True to form, the man who was instrumental in passing a radical anti-tax amendment to Colorado's state Constitution got picked up by police on charges of tax evasion and fraud. The Tea Party will probably hail Douglas Bruce, of Colorado Springs, as an American hero fighting big government tyranny. But Colorado voters didn't think so in 2005, when they voted to overturn his tax-cutting amendment, 12 years after it was enacted. The law so devastated Colorado's education and medical systems that even the business community campaigned to get rid of it. —YL
The Denver Post:
A state grand jury indicted Bruce, best known as the author of the Taxpayer's Bill of Rights, or TABOR, on four counts of evading taxes, filing a false return, failing to file a return and attempting to influence a public servant. Three of the four counts are felonies, and the most serious of the charges could bring up to six years in prison and a $500,000 fine.
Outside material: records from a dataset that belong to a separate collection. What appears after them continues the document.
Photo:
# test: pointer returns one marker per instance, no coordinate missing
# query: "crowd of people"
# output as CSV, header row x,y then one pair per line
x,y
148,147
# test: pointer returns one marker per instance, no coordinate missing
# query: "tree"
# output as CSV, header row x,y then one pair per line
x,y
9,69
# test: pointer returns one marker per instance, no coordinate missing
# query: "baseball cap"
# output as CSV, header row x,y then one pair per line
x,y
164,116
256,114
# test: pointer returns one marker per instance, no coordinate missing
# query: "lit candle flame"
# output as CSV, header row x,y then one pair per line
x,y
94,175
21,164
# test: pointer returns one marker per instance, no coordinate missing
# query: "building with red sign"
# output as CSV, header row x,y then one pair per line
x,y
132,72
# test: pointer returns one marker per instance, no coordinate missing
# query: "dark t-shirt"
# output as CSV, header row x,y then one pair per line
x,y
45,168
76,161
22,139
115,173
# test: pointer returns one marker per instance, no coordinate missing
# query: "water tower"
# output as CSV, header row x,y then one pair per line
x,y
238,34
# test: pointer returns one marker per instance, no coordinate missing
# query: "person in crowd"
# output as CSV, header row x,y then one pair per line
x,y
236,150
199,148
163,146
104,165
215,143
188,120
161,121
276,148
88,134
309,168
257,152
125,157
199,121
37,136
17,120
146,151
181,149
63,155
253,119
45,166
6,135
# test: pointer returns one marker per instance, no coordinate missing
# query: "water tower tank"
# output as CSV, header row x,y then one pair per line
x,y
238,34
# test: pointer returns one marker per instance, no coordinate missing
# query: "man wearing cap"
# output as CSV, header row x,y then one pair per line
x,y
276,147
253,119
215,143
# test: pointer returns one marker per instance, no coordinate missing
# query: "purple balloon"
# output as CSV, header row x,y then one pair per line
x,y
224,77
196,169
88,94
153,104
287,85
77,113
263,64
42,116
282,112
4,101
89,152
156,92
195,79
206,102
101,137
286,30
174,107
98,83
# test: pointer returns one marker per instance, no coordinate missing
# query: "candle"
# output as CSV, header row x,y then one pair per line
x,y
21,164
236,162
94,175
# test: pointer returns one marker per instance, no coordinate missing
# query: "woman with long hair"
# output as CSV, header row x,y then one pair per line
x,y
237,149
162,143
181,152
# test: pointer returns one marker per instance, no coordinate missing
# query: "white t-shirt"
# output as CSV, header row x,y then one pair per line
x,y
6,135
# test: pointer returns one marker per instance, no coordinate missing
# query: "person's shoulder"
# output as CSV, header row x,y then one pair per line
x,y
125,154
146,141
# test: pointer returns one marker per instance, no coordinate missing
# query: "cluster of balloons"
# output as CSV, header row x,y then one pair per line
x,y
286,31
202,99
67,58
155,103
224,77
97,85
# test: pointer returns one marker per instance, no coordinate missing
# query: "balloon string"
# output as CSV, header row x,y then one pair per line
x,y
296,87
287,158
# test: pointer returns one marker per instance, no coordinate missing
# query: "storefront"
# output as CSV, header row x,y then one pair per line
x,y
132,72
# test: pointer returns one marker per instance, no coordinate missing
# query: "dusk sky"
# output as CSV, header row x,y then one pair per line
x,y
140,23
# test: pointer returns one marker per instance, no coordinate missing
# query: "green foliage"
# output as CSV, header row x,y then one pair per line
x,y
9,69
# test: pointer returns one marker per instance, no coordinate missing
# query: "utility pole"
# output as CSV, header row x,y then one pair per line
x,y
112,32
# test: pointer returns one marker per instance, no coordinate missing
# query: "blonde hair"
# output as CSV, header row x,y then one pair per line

"State law requires that citizens who live in Colorado and enjoy all of the benefits of being a resident pay the appropriate taxes," Attorney General John Suthers said in a statement accompanying the indictment's announcement. "No one is exempt from that obligation."
Colorado Springs police officers arrested Bruce, 61, on Friday at a post office in the city. He was booked into the El Paso County Jail on $10,000 bond, which he later posted. Phone calls to his house went unreturned.